Plusieurs autres quartiers de Lomé comme Adakpamé, Adamavo et Baguida vivent la même situation d’inondation, avec les risques accrus de maladies hydriques. Dans la région des Savanes, les inondations de la rivière Oti sont particulièrement préoccupantes, avec un risque élevé de flambées épidémiques.
Absence de mécanisme de prévention face aux enjeux de santé publique
Les politiques et programmes en faveur de la protection des enfants, du moins sur l’axe sanitaire face aux effets des changements climatiques, sont majoritairement quasi inexistants. La plupart de ces régions africaines, touchées soit par les inondations, soit par la sécheresse, offrent difficilement des conditions adéquates face à ces conséquences sanitaires que vivent les populations vulnérables et particulièrement les enfants. Les difficultés d’accès à l’eau potable, le manque d’infrastructures sanitaires expliquent la fragilité des enfants devant les maladies hydriques et autres affections.

Le Togo sur une bonne voie
La vulnérabilité du Togo, comme celle de tous les autres pays de l’Afrique subsaharienne face aux conséquences des changements climatiques sur les enfants, est une réalité indéniable. Dans ce pays, il est posé les jalons d’une politique de résilience intégrant les enfants. En ce sens, une étude intitulée « Analyse du paysage climatique pour les enfants » a été élaborée. Le document, d’une trentaine de pages, a été soumis à validation à la faveur d’une rencontre de deux jours tenue les 25 et 26 mars 2025 à Lomé avec les acteurs impliqués. Il est articulé autour de trois axes. Le premier porte sur le contexte climatique au Togo, avec un chapitre sur les menaces pesant sur les enfants face aux changements climatiques. Les « Réponses et priorités du gouvernement sur le secteur climat, environnement et énergie », avec une partie consacrée à l’engagement des jeunes dans la gouvernance politique, constituent le second axe du document, qui aborde aussi « l’analyse des défis et lacunes du secteur climat, environnement et énergie ». Le troisième axe met l’accent sur l’intégration des enfants et des jeunes face aux changements climatiques.

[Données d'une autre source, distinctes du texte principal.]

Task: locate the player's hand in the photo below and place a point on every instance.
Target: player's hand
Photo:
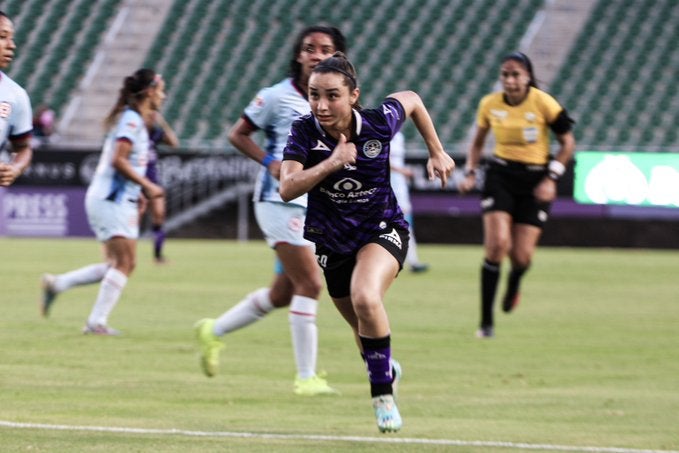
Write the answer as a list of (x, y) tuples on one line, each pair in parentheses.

L’initiative, portée par le ministère togolais de l’Environnement et des Ressources Forestières avec l’appui de l’UNICEF, se veut, selon les autorités togolaises, une réponse au vide constaté dans les différents instruments de stratégie, de planification et de programmation de lutte contre les changements climatiques en ce qui concerne la prise en compte systématique de la résilience climatique des services sociaux de base clés dont dépendent les enfants pour leur survie et leur développement.
« Il est important pour nous de faire en sorte que les enfants, qui vraiment subissent plus l’impact du changement climatique, soient pris en compte dans des réflexions afin d’améliorer leur résilience, mais aussi celle de leur famille ainsi que des communautés tout entières« , a déclaré lors des travaux de l’atelier de Lomé relatif à la validation du document stratégique la représentante résidente de l’UNICEF au Togo, Dr Adotévi-Dia Erinna.
Le Groupe d’experts intergouvernemental sur l’évolution du climat (GIEC) met en évidence la vulnérabilité de l’Afrique et souligne que le changement climatique est un facteur majeur d’augmentation des maladies hydriques sur le continent, notamment en raison de la prolifération de vecteurs et d’agents pathogènes dans un environnement climatique modifié. Cette plateforme, créée en 1988 par l’Organisation météorologique mondiale (OMM) et ONU Environnement pour fournir des évaluations détaillées de l’état des connaissances scientifiques, techniques et socio-économiques sur les changements climatiques, leurs causes, répercussions potentielles et les stratégies résilientes, recommande alors le renforcement des systèmes de santé, le développement des systèmes d’alerte précoce pour les événements climatiques extrêmes, et la promotion de pratiques de gestion durable de l’eau, par la sensibilisation des populations aux risques de maladies hydriques, ainsi que des actions d’atténuation pour limiter les émissions de gaz à effet de serre.